Back on the bus we head down the mountains, passing farmland with little community complexes, many more waterfalls and roads along the now muddy Maipo river being repaired from rockslides and erosion, all the while listening to whacko-Canada lady interject stupid comments into conversations of which she isn’t a part. 

Finally we arrive at our next stop, Casa Chocolate, a bizarre fairy tale looking house that is home to a chocolate shop – where of course we have to buy chocolates and also taste the ice cream which Alvaro raves about.  When in Rome…or Maipo as the case may be. And no, we have no idea why the house is built in a fairy tale-type architecture.  Just that it supposedly was built with all recycled materials.  It’s a sweet – and cute – little stop and a nice way to spend a few minutes – and have a restroom break!

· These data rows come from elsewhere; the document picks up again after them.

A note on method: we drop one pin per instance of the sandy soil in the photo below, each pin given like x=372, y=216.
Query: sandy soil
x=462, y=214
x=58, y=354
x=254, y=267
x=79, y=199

Our final stop of the day is in the little town of San Jose de Maipo where we will have our empanadas.  Interestingly enough, we are getting them from a food truck parked on the street outside of a food market.  Hey – whatever – we’re going with the flow.  Although the only thing to drink is water or juice.  No beer, no wine. Bummer.  But that is easily handled.  The empanadas take 15 mintues to make, because they are making them fresh, so we give Alvaro our order, then wander down the street, past the Plaza de Armas and cool architecture to the little grocery store – and voila – beer. 

Of course we aren’t sure we can drink it out in the open on the street – and Alvaro isn’t so sure either – so we compromise!  Instant koozie! Just use an empanada wrap.  We’re all good!  Now if only we could get our empanadas.  Somehow our orders got mixed up and our chicken empanada and Jamon empanada are given to another couple who don’t realize they got the wrong thing – and we end up with vegetarian ones.  Alvaro realizes his mistake – and quickly reorders ours – which come after another 10 minutes and are still wrong – but we aren’t complaining!  Regardless of the fillings, they are still hot and fresh and good.  It’s a little late for lunch, but we’ve basically just been snacking all day and aren’t full or stuffed, so not a problem.

The rest of the ride home goes well – and quietly, fortunately.  We wish all our fellow travelers well, telling the nice ladies traveling together (well one nice, one sorta not) that we’ll see them on the ship – and we are back at our apartment without a hitch.  Lovely day – whacko passengers notwithstanding. 

Later, we venture out for dinner, landing at La Ofelia Restobar, right around the corner from the apartment.  We are one of only 2 tables occupied on the outside terrace and since we are in no rush, we sort of hang out watching the goings on inside with the staff and the public walking by on the sidewalk. We figure out that this is a Gay bar/resto, and that pretty much we are in the LBGTQ area here.  (We sort of noticed that in the apartment building too.)  We get to chatting with the server – the guy they call to speak English to us! – and after a while, he tells us to be careful around here at night.  Now is ok, but late night is not good.  Ok – so our airport taxi guy was right!  But we have no worries, since we’re eating and then heading back to the apartment.

And eat we do!  We order everything to share – excellent little Arepitas, which are miniature arepas stuffed with a yummy avocado crema, Tequenos, fried cheese wrapped in the best pastry dough! And an excellent main of Pollo ala Mostaza – a mustard/oil sauce that is amazing, served atop creamy mashed potatoes.  Awesome last night meal in Santiago!

Back at the apartment, we organize our bags then hit the balcony for our last nightcaps here in Santiago, staring out at the Andes as the lights of the city come alive around us.  Onto our first FlixBus ride and our Oosterdam home away from home tomorrow.